Victim. I hate it when someone is called a victim. That word says the person is powerless. He/she has been stripped of his/her humanity and choices, and is at the mercy of someone or something.
Nice job with the word, “that”. My second least favourite word is pillow. It is just weak, unimaginative and oddly hard to pronounce for some . . . myself included.
Ha! That one came up in our novel-writing support group (which is desperately similar to Bob Newhart’s group therapy sessions). I let it go, but then spent the next 20 minutes running it through my head. What the Hell does that mean?
Demur and coy are one thing, but I think that one is just deceptive. Self-deceptive, even.
I’m amused by how many of you hate the “C” word. It’s very useful, even if it’s the one swear word you still have to use carefully. It describes a dangerously self-centered woman in a unique way, one that can’t be replaced without losing the impact. I only use it about once a year, but I enjoy it when I do.
Besides, as the late George Carlin said, it stands alone … it’s a word with real power to it.

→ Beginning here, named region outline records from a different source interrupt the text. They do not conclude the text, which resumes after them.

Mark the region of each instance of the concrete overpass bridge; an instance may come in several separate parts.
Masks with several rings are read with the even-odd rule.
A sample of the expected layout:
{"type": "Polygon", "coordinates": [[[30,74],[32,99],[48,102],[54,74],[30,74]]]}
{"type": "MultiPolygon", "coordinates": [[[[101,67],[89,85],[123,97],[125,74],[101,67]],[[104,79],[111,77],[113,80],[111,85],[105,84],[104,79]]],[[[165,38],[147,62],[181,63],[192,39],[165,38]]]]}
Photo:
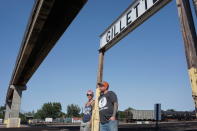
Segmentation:
{"type": "Polygon", "coordinates": [[[36,0],[6,96],[5,120],[18,118],[22,92],[87,0],[36,0]]]}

I could see fearing it, but hating it? Naw.
Oh well, enough of the pale male perspective for one day.
I agree. When I started work at a library, the patrons did not check in books. They discharged books. That is just gross, and probably a little unhealthy.
Put together with my other least favorite word you get the phrase my wife used to shut me up… “moist discharge.”

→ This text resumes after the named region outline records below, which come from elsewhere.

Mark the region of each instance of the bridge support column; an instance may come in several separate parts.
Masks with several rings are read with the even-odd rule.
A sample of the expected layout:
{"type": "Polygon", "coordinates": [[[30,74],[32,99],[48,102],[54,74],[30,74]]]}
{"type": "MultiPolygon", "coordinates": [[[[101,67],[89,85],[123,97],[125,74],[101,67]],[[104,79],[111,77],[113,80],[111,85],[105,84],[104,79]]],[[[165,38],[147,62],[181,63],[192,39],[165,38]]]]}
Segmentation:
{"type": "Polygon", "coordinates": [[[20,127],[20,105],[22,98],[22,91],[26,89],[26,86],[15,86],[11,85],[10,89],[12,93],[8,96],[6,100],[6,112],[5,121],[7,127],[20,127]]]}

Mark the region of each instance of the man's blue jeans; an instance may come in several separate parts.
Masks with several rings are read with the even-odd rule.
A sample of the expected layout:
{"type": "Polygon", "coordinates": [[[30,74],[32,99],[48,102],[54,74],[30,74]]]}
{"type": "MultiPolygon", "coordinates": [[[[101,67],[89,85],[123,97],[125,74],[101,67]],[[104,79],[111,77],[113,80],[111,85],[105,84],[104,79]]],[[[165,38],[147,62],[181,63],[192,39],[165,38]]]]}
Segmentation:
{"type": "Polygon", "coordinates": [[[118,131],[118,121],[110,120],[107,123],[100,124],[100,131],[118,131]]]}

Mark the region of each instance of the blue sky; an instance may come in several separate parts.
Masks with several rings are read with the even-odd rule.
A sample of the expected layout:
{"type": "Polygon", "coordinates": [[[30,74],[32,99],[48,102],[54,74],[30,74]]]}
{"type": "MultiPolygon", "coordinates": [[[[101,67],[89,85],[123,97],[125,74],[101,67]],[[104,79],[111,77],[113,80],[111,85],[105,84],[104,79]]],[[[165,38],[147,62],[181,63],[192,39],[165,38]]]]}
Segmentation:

First, I love most words folks find obscene. Blame my ODD! The C-word, the F-word . . . all of them are very expressive. Though, I have to admit to using them much more orally than in writing. As a copyeditor for a Fantasy genre magazine, I run into ‘st’ words all too often. I think I’m developing an allergy to “amongst”! That’s my least favorite word. Also hate anything with that stupid ‘st’ stuck onto it. Like “amidst” for amid. It’s nearly as bad as the use of superfluous “al” suffixes on words like “scientific” into “scientifical”. Bugs the bejeesus out of me. I’m also in the camp that despises “intellectualized” gargage like ‘utilize’ to mean ‘use’. That’s more of a speech thing, though, as certain insecure folks tend to think that three-syllable words sound more edumacatedal than a one-syllable word. I’m also in the camp with those who find it disgusting when people twist language to make it “cutsie”. I loathe baby talk (except, of course, from the mouths of babes). I’m intrigued though that most of the responses here are more centered on concept than word. {shrugging, a thought bubble appears above the writer: “do I mention here my loathing for expressive metadiscourse in electronic mediums (that’s “media”, dumb butt!)?} David
Offense alert. Don’t read if you are easily offended. You go the C-word and the p-word for women’s anatomy. I worked with guys who called it Snatch. Used to drive me nuts.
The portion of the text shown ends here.